# Mr. amino shrimp



## nabreaker (Aug 4, 2006)

Just got bored today, so decided to take some pics of Mr. amino. He's one shy guy, but I was lucky enough to get some pics from him. Hope you like :mrgreen:


----------



## Troy McClure (Aug 3, 2005)

Nice pictures. I really like the riccia you have - what kind is it?

btw, it's "Amano".


----------



## nabreaker (Aug 4, 2006)

Thanks for your comment. I don't know what type of riccia I have. I think it just regular riccia fluitan, however to me, it doesn't look like most pictures online. Maybe, it's my water chemistry. If someone could confirm this, greatly appreciated.

Here is some more pics:



















My photography is not that great, since I am new to this hobby and still learning. Any advice and suggestion to improve is awesome.

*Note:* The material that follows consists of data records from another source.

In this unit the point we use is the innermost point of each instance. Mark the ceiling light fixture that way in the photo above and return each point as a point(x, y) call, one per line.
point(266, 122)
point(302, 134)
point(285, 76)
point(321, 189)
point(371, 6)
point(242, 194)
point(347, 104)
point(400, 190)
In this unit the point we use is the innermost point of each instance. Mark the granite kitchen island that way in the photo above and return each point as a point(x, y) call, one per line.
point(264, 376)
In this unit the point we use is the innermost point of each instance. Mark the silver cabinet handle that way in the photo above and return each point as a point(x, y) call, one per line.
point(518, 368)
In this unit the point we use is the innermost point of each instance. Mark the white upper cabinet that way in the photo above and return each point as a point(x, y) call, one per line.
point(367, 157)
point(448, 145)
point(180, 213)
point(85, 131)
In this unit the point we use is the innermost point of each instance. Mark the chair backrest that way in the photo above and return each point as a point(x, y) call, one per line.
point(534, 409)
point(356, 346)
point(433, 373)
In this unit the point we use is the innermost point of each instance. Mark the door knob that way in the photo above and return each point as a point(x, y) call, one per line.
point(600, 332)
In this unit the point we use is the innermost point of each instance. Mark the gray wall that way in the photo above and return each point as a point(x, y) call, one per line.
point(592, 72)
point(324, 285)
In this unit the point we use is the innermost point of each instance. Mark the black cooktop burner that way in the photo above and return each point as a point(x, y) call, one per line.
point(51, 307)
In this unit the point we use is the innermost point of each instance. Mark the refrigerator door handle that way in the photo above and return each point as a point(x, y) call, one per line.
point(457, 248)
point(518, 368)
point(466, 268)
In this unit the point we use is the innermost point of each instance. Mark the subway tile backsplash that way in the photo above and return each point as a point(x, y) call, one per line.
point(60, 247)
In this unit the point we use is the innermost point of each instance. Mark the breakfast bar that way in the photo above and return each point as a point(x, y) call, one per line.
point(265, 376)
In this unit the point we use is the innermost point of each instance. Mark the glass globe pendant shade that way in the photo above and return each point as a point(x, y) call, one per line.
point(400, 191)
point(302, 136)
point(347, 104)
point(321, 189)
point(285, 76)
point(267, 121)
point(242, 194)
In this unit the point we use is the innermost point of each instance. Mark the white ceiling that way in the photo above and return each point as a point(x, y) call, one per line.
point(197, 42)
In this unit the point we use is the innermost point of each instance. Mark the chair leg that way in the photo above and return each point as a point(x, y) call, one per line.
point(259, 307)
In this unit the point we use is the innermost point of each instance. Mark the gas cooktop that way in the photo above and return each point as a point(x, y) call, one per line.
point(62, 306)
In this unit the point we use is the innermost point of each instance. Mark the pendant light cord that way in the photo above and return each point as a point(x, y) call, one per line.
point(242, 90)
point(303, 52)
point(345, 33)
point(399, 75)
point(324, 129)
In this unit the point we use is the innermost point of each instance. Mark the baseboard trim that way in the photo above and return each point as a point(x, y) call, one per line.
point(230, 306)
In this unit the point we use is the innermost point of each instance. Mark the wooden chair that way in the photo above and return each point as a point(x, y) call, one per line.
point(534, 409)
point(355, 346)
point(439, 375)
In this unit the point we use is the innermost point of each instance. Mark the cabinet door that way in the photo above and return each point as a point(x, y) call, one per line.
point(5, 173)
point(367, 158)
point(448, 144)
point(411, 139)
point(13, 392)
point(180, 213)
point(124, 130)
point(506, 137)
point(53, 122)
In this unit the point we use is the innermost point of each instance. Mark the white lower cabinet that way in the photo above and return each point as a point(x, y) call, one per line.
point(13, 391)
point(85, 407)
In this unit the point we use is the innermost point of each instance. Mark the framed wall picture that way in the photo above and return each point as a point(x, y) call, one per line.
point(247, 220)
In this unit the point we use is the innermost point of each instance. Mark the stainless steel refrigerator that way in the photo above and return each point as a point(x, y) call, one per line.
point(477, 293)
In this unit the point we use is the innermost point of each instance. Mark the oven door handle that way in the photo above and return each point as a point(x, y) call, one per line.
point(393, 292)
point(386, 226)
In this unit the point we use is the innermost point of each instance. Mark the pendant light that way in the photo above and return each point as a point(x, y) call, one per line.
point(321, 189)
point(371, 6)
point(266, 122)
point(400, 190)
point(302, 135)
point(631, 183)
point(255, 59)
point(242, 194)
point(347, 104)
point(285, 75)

I have Nikon D70 with Nikkor 50mm AF 1.8D and Sigma 28-75mm lens. No slave flash yet .

Oh... I intentional did not capitalized Mr. amino because I don't want to show disrespect for Mr. Amino.


----------



## Jimbo205 (Feb 2, 2006)

Beautiful photos. 

Any time you want to get rid of a good camera for cheap, let me know. 

I just want to take some pictures of my fish, snails and pearling. 

I am jealous. 

Great job!


----------



## Genin (Jan 28, 2007)

wow amazing photograpy skills!


----------